Fitness is not my job.
I’m not a model. I don’t get paid to post gym selfies or get sponsored by Nike, LuLuLemon or runDisney. I don’t make money off my blog. Working out is something I fit into my life, somewhere between motherhood, homeschooling, writing, and running my household.
So is it really a wonder that I’m not meeting my fitness goals?
I’ve been struggling for years to make working out and wellness a priority in my life, and I’m beginning to think that the core of the problem is that I consider it a dispensable part of day. And it shouldn’t be.
Being healthy shouldn’t be a negotiable part of my life. Sure, if I miss a workout or gain a few pounds, I’m not going to lose my job. But in the long term, I could lose so much more.
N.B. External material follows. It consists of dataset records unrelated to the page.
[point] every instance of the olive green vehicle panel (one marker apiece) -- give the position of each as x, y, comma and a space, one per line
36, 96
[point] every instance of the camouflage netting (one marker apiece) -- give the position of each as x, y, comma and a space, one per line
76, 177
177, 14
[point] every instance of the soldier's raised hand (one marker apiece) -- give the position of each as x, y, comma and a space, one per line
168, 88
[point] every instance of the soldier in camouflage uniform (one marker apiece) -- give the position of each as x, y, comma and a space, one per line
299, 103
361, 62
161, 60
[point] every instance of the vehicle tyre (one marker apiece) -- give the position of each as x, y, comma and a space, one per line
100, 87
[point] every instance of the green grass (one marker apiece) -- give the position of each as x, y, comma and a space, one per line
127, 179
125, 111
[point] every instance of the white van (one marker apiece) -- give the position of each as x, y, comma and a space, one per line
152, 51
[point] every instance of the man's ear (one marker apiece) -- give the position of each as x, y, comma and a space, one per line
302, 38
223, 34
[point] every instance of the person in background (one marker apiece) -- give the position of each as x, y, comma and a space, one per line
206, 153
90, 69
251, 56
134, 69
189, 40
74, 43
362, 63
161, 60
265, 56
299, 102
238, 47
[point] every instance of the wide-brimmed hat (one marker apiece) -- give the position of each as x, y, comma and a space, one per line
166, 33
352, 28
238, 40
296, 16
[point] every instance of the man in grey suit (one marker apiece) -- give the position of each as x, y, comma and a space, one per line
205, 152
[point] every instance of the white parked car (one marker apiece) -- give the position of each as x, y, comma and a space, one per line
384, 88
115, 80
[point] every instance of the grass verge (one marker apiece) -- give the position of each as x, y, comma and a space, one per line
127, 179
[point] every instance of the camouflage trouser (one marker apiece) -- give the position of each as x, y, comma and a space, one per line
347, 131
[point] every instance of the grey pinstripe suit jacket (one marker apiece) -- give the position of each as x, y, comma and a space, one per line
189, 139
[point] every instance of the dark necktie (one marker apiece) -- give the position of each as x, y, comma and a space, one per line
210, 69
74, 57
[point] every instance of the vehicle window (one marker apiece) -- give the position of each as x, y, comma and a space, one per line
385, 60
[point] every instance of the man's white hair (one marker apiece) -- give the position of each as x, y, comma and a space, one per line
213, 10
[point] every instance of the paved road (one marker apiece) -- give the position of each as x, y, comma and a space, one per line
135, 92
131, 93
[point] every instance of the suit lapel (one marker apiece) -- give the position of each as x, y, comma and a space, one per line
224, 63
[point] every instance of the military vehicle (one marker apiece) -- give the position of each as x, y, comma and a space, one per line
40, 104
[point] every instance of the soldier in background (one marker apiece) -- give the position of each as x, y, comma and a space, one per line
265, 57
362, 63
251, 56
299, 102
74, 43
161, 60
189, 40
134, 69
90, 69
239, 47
Maybe it sounds dramatic to think like that. But my family’s health history reads like the who’s who of illness: diabetes, depression & anxiety, food intolerances, multiple sclerosis. It was all sort of easy to ignore in my twenties–life was fast-paced and I still fit into the clothes I wore in college. Then sometime after my 30th birthday, my metabolism changed. Those huge Italian meals I ate a couple times a week started catching up with me. I got tired. I have all the resources to be healthy right in front of me. Clearly, my issue is mental.
And so starting today, I’m going to work out like its my job. Maybe I won’t be getting paid in money or sponsorships (although that would be nice, right?), but that doesn’t mean I won’t get compensated. I’ll get paid in more energy, in a smaller pant size, in a happier disposition and less anxiety. I’ll get paid in more happy, functional years with my family.
And that will make me far more rich than any paycheck could.
Does working out fall to the bottom of your list? What keeps you from working out and achieving the healthy lifestyle you want?